Contents
- How to Build AI Agent: Building AI Agents
- Core Agent Architecture
- Framework Comparison
- Building with LangChain
- CrewAI for Multi-Agent Systems
- AutoGen: Conversation Patterns
- Claude Agent SDK
- Tool Integration and Function Calling
- Memory and State Management
- Cost Optimization for Agent Inference
- FAQ
- Related Resources
- Sources
How to Build AI Agent: Building AI Agents
AI agents have three layers: an LLM that reasons, tool execution environment, and orchestration logic. Most agents: observe state → reason → pick tools → execute → loop.
Minimum requirements:
- LLM with function calling (Claude, GPT-4, Gemini)
- Tool definitions
- Memory for context
- State machine for loops
- Cost tracking
Core Agent Architecture
The Agent Loop
All agents share a common execution pattern. The loop repeats until termination conditions are met. For detailed framework comparisons, see agentic AI frameworks.
Observe → Reason → Plan → Execute → Reflect → Loop
Observe means reading the current state. This includes task description, previous outputs, tool results, and available actions.
Reason is the LLM generating thoughts and decisions based on observations. Quality of reasoning depends heavily on context window size and model capabilities.
Plan involves determining which tools to call next, with what parameters. Function calling syntax varies by framework.
Execute runs the selected tool in a sandboxed environment. Results become inputs for the next observation phase.
Reflect allows the agent to evaluate whether progress is happening. Some frameworks include explicit reflection steps.
The loop continues until the agent outputs a final answer or hits iteration limits.
Context Window Implications
Context window size directly impacts agent effectiveness. Longer conversations accumulate tool results, previous reasoning traces, and intermediate outputs.
Claude Sonnet 4.6 provides 200k context (as of March 2026), supporting extended reasoning chains. Smaller models like GPT-4.1 still offer 128k context. For long-running agents processing many tool results, larger context windows reduce information loss between iterations.
Cost scales with context usage. An agent processing 100 tool calls and accumulating 150k tokens of conversation costs more than the same task structured to minimize context. Strategic context management becomes critical for production deployments.
Memory Architecture
Agents need multiple memory layers. Working memory holds the current task and recent interactions. This refreshes each iteration. Long-term memory stores facts learned from previous tool results, applicable across runs.
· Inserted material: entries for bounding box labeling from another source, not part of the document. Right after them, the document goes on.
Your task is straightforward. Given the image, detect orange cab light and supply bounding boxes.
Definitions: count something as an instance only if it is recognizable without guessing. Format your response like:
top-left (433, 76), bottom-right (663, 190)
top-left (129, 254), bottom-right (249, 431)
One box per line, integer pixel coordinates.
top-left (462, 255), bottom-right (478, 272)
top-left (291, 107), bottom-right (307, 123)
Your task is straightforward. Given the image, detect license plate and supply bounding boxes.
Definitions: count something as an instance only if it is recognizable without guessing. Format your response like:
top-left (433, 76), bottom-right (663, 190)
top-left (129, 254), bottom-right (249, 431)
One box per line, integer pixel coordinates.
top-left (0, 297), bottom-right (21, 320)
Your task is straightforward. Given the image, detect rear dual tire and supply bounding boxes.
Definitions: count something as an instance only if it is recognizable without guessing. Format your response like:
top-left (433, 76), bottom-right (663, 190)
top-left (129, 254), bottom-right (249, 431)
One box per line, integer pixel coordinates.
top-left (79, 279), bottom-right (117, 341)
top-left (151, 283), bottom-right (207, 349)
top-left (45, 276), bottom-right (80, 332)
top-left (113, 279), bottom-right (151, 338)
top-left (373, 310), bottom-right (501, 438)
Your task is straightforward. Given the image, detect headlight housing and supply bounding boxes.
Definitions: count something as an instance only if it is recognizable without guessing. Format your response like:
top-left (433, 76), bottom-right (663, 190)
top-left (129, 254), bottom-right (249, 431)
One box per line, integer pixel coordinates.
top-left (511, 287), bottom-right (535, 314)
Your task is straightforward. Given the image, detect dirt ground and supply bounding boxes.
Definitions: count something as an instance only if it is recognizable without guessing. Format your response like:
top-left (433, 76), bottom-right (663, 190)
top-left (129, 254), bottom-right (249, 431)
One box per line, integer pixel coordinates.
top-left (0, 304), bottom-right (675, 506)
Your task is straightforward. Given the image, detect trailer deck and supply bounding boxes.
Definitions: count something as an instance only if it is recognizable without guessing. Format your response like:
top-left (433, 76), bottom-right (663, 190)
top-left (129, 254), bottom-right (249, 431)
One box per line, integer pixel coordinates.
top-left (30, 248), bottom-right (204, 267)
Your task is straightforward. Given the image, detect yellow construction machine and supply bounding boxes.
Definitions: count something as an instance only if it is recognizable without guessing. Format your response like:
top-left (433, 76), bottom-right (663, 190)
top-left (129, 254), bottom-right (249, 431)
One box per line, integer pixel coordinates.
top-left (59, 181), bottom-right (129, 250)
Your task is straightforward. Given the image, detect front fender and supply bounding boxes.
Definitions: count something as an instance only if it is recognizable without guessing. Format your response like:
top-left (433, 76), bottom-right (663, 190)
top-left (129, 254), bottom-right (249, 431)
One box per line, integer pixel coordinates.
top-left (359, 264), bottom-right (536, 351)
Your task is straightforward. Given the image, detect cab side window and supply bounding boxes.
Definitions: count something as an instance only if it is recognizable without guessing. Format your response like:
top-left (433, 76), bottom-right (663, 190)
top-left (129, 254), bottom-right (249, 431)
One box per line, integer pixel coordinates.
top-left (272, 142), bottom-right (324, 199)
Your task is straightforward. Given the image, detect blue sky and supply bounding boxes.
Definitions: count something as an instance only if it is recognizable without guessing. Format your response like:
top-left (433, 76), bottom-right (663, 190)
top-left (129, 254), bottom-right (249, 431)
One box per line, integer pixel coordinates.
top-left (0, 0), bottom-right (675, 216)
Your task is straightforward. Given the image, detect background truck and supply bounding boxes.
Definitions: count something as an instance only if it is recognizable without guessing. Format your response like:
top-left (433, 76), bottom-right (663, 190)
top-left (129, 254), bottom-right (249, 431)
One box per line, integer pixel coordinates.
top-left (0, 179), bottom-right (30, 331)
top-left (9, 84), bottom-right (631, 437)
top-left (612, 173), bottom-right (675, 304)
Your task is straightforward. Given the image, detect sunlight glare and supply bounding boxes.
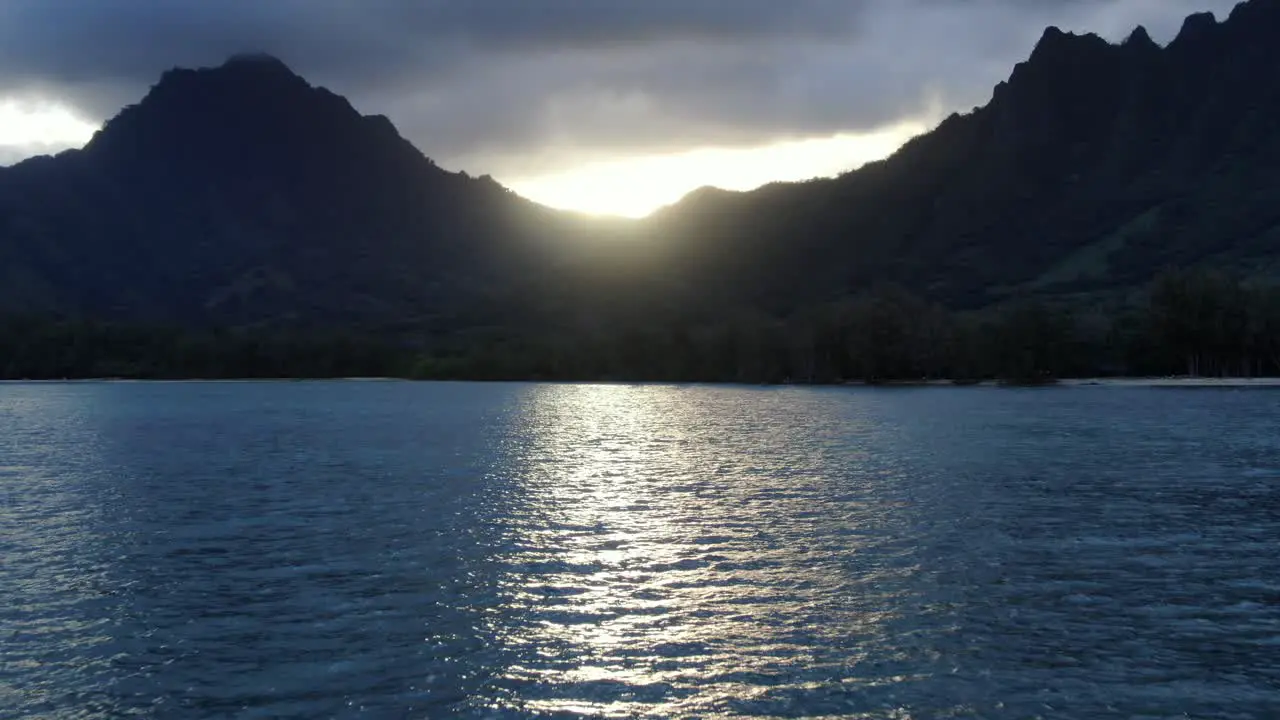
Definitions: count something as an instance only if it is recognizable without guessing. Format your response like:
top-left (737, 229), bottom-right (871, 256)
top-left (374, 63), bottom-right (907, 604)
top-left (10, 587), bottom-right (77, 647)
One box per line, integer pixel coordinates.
top-left (0, 97), bottom-right (97, 155)
top-left (507, 122), bottom-right (927, 218)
Simple implementations use system prompts to inject context. Sophisticated systems maintain vector databases of past interactions, retrieving relevant memories when needed.
Framework Comparison
Four major frameworks dominate the agent space.
| Framework | Best For | Learning Curve | Tool Integration | Memory Support |
|---|---|---|---|---|
| LangChain | Prototyping, chains | Low-Medium | Excellent | Basic |
| CrewAI | Multi-agent collab | Medium | Good | Built-in |
| AutoGen | Conversation flows | Medium-High | Very Good | External |
| Claude SDK | Advanced agents | High | Native | Custom |
LangChain dominates for tutorials and quick prototypes. It abstracts common patterns into composable objects. Tool calling works well. The framework feels natural for developers coming from traditional software engineering.
CrewAI emphasizes role-based agents. Each agent has a persona, goal, and backstory. This structure works well for systems where multiple agents cooperate toward shared objectives. The framework handles inter-agent communication.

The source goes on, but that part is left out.